The Strategic Position
Intel is not a foundry company. It may never be a foundry company in the way TSMC is a foundry company, with dozens of fabless customers across the design ecosystem. What Intel is becoming, under Tan, is something different: a vertically integrated manufacturer of x86 server processors with a packaging services business and a selective external foundry operation funded by the U.S. government’s strategic interest in domestic leading-edge capacity.
That’s a less exciting pitch than “the Western TSMC.” But it may be a more honest and more achievable one. The product franchise is generating real cash, $4B of quarterly segment operating income, and the demand environment for server CPUs is the strongest it’s been in a decade.
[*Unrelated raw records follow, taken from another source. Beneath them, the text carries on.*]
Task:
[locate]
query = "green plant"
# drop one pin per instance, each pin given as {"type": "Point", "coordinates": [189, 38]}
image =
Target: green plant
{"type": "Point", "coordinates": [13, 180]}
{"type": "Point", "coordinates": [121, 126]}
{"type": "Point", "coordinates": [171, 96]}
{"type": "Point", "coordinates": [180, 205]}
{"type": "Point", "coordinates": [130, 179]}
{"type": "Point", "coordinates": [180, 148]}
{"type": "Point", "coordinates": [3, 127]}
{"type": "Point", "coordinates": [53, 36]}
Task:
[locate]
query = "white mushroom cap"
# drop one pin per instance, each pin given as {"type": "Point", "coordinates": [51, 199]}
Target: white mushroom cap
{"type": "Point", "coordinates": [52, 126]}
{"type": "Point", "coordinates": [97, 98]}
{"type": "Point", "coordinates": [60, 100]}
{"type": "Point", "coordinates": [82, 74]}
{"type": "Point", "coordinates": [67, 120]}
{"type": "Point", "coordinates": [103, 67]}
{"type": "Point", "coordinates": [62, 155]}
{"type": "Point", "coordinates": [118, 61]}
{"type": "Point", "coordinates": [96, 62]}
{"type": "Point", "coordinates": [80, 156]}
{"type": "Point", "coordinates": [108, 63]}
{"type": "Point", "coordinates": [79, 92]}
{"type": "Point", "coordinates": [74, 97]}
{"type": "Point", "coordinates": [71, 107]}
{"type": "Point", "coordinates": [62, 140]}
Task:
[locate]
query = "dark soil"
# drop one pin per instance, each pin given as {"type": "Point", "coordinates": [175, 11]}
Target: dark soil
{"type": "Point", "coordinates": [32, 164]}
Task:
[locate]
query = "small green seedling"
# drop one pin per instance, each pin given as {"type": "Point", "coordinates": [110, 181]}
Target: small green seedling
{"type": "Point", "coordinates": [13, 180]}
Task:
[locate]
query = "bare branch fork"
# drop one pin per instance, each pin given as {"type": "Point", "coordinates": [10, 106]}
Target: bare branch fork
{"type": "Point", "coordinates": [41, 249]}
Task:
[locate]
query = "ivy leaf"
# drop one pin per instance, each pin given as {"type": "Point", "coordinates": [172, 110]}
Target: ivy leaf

If Intel can convert that demand into sustainable earnings while gradually shrinking foundry losses through higher internal utilization and selective external wins (packaging first, wafers later), the financial model starts working without requiring Intel to become something it has never been.
The risk, as always with Intel, is that the current strength is cyclical, not structural. Server CPU demand is booming because AI infrastructure is being built out at unprecedented scale. That build-out will slow at some point. When it does, Intel’s supply constraints will vanish, its pricing power will erode, and the bears will re-emerge with the same arguments they’ve always had: AMD is eating x86 share, Arm is eating x86 TAM, and the foundry burns $10 billion a year.
The difference between this moment and 2024 is that Intel now has 18 months of demonstrated execution under a credible CEO, a balance sheet that can absorb another cycle, strategic investors who are economically aligned with the turnaround, and, for the first time, a demand environment where the product franchise and the manufacturing base reinforce each other rather than competing for capital. Those are real assets.
Whether they’re worth $400 billion depends on a race between two clocks: the product flywheel generating cash, and the foundry flywheel consuming it. This quarter showed the product clock accelerating. The foundry clock hasn’t slowed yet. The bull case is that the gap between them is closing. The bear case is that the AI cycle will peak before it does.
I don’t know which clock wins. But after Q1 2026, I know this is a race worth watching, and that’s a sentence nobody would have written about Intel eighteen months ago.